The complement $Z$ of $k_1$ 1-spheres, $k_2$ 2-spheres, etc, in a closed ball of radius $R$ is the pushout:
$$
Y \leftarrow \coprod S^{n-1} \rightarrow \coprod_i \left(\coprod^{k_i} C_{k_i}\right).
$$
Up to homotopy equivalence, the previous identifications say that we have the pushout of
$$
\bigvee^{\sum k_i} S^{n-1} \leftarrow \coprod^{\sum k_i} S^{n-1} \rightarrow \coprod \left(\coprod^{k_i} S^{n-1} \vee S^{n-1-k_i}\right),
$$
with the map on the left collapsing basepoints and the map on the right being the coproduct of wedge inclusions. The result is that we identify basepoints in all the coproduct factors, and so the resulting space is homotopy equivalent to
$$
\bigvee \left(\bigvee^{k_i} S^{n-1} \vee S^{n-1-k_i}\right) \cong \bigvee^{\sum k_i} S^{n-1} \vee \bigvee \left(\bigvee^{k_i} S^{n-1-k_i}\right).
$$
Moreover, the inclusion of the outside boundary sphere is the fold map from $S^{n-1}$ to the first wedge of $(n-1)$-spheres.

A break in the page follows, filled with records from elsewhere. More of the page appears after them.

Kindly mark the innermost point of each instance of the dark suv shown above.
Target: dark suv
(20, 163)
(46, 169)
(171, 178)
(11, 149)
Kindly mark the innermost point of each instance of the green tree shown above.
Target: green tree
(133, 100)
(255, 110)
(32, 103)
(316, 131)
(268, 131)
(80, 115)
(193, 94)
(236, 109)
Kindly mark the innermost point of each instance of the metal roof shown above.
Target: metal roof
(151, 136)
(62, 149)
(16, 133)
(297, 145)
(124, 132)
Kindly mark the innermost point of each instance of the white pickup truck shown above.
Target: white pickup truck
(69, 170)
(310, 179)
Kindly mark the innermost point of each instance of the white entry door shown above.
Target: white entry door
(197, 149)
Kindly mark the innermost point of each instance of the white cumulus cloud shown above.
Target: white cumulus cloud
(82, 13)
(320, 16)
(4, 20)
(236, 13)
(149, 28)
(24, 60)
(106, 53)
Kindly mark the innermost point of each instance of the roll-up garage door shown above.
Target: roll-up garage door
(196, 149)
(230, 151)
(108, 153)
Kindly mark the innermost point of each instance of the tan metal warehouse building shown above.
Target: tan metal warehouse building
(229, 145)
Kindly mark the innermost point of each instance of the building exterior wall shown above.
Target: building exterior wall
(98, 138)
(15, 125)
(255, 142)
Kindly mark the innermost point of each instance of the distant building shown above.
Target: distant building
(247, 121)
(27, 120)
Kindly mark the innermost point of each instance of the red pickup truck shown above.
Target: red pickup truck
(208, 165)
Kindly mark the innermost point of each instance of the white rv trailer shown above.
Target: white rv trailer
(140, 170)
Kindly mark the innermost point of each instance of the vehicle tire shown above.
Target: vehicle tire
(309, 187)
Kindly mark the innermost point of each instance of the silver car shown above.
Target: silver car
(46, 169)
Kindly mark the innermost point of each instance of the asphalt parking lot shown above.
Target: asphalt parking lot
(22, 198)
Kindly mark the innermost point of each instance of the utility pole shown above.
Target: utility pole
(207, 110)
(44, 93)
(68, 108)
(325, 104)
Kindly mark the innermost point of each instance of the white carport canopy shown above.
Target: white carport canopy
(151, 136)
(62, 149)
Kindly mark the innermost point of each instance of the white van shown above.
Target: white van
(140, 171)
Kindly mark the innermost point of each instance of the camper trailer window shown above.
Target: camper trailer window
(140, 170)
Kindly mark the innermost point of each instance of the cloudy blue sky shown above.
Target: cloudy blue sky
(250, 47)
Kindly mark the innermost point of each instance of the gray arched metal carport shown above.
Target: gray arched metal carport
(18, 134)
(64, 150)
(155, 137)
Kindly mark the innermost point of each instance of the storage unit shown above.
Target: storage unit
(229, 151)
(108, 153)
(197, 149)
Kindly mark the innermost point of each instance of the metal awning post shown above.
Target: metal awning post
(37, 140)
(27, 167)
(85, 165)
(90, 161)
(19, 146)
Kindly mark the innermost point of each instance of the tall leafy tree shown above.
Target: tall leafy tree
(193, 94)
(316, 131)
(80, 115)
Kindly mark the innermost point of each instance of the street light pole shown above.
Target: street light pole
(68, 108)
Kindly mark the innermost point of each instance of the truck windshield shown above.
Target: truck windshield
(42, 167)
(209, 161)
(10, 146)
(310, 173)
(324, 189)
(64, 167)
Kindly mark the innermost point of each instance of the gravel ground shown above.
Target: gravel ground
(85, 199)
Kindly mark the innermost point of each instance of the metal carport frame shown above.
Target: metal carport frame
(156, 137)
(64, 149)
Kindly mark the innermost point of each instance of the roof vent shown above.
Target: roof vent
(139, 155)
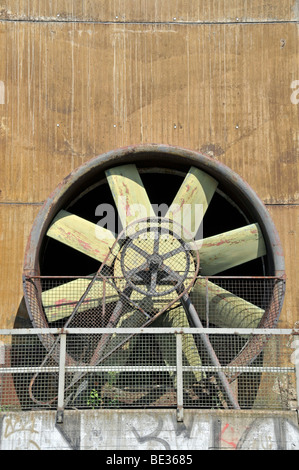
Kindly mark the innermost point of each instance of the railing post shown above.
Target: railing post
(296, 355)
(61, 380)
(179, 376)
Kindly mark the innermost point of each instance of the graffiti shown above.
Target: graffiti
(295, 94)
(152, 436)
(125, 431)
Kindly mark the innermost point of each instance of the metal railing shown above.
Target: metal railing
(147, 368)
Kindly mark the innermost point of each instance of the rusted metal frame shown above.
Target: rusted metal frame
(179, 377)
(61, 379)
(194, 319)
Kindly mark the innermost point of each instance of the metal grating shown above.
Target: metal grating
(129, 347)
(148, 371)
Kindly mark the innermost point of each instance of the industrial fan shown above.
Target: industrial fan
(178, 220)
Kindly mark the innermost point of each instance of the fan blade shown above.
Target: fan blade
(59, 302)
(129, 194)
(192, 199)
(82, 235)
(230, 249)
(225, 310)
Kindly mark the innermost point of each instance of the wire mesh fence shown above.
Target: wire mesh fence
(130, 341)
(143, 368)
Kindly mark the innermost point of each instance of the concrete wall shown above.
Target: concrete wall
(155, 430)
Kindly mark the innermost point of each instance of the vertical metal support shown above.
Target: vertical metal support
(296, 355)
(61, 381)
(207, 301)
(179, 375)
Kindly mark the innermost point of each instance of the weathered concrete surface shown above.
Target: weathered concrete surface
(155, 430)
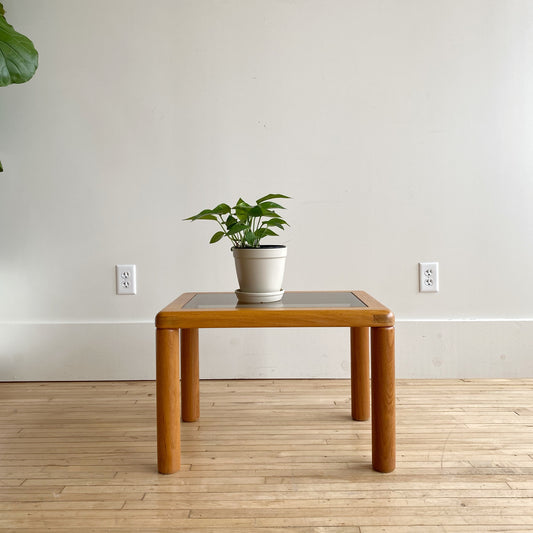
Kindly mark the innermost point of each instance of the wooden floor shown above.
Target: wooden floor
(266, 456)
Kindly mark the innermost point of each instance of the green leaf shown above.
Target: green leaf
(206, 214)
(242, 203)
(230, 221)
(18, 57)
(250, 237)
(236, 228)
(222, 209)
(265, 232)
(216, 237)
(271, 196)
(242, 212)
(270, 205)
(256, 211)
(269, 213)
(278, 222)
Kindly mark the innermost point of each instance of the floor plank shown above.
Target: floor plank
(267, 456)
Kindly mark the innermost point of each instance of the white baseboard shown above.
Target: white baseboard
(125, 351)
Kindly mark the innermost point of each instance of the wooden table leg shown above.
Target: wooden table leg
(168, 400)
(360, 373)
(383, 400)
(190, 377)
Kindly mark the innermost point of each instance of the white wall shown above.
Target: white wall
(403, 130)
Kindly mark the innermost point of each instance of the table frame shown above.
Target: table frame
(173, 405)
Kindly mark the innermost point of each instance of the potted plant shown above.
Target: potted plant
(259, 267)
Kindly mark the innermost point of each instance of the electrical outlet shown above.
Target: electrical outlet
(428, 275)
(126, 279)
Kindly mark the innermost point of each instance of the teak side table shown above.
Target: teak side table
(354, 309)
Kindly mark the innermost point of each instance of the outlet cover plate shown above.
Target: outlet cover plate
(126, 279)
(428, 277)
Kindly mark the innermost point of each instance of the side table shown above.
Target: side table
(356, 310)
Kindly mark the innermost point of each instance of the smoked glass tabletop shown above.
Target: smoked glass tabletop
(290, 300)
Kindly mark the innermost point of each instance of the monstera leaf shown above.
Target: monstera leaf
(18, 57)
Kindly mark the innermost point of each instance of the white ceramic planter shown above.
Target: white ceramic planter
(260, 273)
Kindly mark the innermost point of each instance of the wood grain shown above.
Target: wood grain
(360, 373)
(168, 400)
(81, 457)
(190, 375)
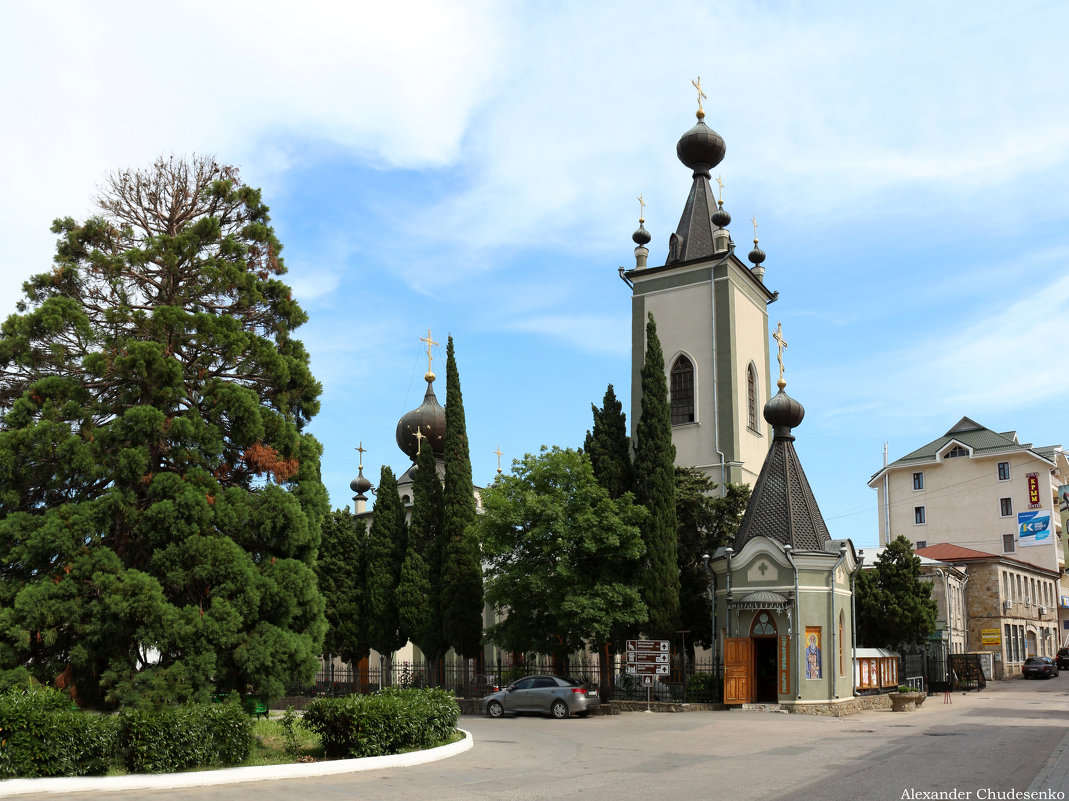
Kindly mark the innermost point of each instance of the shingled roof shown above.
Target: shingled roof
(781, 506)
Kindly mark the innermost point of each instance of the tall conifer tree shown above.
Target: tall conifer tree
(386, 548)
(419, 594)
(655, 490)
(608, 446)
(462, 571)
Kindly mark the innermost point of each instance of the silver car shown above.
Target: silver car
(547, 694)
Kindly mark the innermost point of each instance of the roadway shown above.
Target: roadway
(1011, 736)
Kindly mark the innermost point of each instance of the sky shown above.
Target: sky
(473, 168)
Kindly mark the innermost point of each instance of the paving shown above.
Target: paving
(1013, 735)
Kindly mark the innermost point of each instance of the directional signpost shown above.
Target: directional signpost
(648, 658)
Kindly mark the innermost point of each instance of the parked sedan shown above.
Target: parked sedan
(1035, 666)
(547, 694)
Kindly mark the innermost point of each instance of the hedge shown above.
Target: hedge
(387, 722)
(42, 735)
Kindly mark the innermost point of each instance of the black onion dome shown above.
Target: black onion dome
(700, 148)
(359, 484)
(784, 413)
(429, 418)
(756, 256)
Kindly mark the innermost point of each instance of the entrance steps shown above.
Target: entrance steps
(763, 708)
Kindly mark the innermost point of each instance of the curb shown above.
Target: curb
(231, 775)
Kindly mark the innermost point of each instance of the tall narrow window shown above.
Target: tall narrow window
(752, 398)
(682, 391)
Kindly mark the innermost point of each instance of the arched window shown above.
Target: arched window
(752, 397)
(682, 391)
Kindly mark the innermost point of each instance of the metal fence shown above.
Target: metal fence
(695, 682)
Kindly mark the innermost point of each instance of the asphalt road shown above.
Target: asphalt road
(998, 739)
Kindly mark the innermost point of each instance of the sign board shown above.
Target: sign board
(1035, 528)
(648, 657)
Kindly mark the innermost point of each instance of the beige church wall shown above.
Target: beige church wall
(961, 499)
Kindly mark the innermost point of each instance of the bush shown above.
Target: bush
(41, 735)
(388, 722)
(179, 738)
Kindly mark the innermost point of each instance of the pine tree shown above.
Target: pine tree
(386, 549)
(608, 446)
(655, 490)
(419, 594)
(159, 503)
(461, 569)
(341, 568)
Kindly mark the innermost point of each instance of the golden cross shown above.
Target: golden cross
(701, 95)
(780, 344)
(429, 341)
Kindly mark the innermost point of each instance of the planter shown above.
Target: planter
(905, 702)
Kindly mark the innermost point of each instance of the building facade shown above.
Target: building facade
(712, 321)
(986, 491)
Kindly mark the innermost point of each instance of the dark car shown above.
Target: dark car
(1036, 666)
(547, 694)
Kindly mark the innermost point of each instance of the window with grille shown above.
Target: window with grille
(682, 391)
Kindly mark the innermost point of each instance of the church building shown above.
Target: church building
(712, 321)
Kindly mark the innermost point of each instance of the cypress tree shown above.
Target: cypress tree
(386, 548)
(419, 594)
(608, 446)
(461, 570)
(655, 490)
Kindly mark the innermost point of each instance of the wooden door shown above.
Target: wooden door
(738, 671)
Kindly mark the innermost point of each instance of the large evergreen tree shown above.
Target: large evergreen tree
(386, 548)
(894, 605)
(159, 504)
(341, 569)
(706, 521)
(655, 490)
(557, 549)
(608, 446)
(461, 570)
(419, 594)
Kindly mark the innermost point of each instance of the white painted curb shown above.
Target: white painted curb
(231, 775)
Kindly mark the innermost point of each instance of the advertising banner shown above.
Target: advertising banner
(1035, 528)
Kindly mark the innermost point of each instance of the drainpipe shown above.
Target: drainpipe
(727, 588)
(842, 557)
(712, 602)
(789, 552)
(853, 627)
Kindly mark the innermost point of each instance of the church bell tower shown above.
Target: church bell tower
(713, 324)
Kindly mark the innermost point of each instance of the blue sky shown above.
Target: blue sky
(473, 168)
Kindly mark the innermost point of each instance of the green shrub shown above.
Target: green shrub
(388, 722)
(42, 735)
(180, 738)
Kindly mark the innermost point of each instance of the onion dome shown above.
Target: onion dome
(429, 418)
(359, 484)
(756, 256)
(700, 148)
(784, 413)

Now finally, the complement $X$ of $k_1$ 1-spheres, etc, in the $n$-sphere, is the pushout
$$
Y \leftarrow S^{n-1} \rightarrow D^n
$$
where the left-hand map is the inclusion of the outside boundary sphere of radius $R$. Up to homotopy equivalence, this is the pushout of
$$
\bigvee^{\sum k_i} S^{n-1} \vee \bigvee \left(\bigvee^{k_i} S^{n-1-k_i}\right) \leftarrow S^{n-1} \rightarrow D^{n-1}.
$$
The left-hand map is the pinch map into the first wedge factor. Up to homotopy equivalence, gluing in this cell eliminates one sphere factor from the wedge; the resulting space is the one you were hoping for.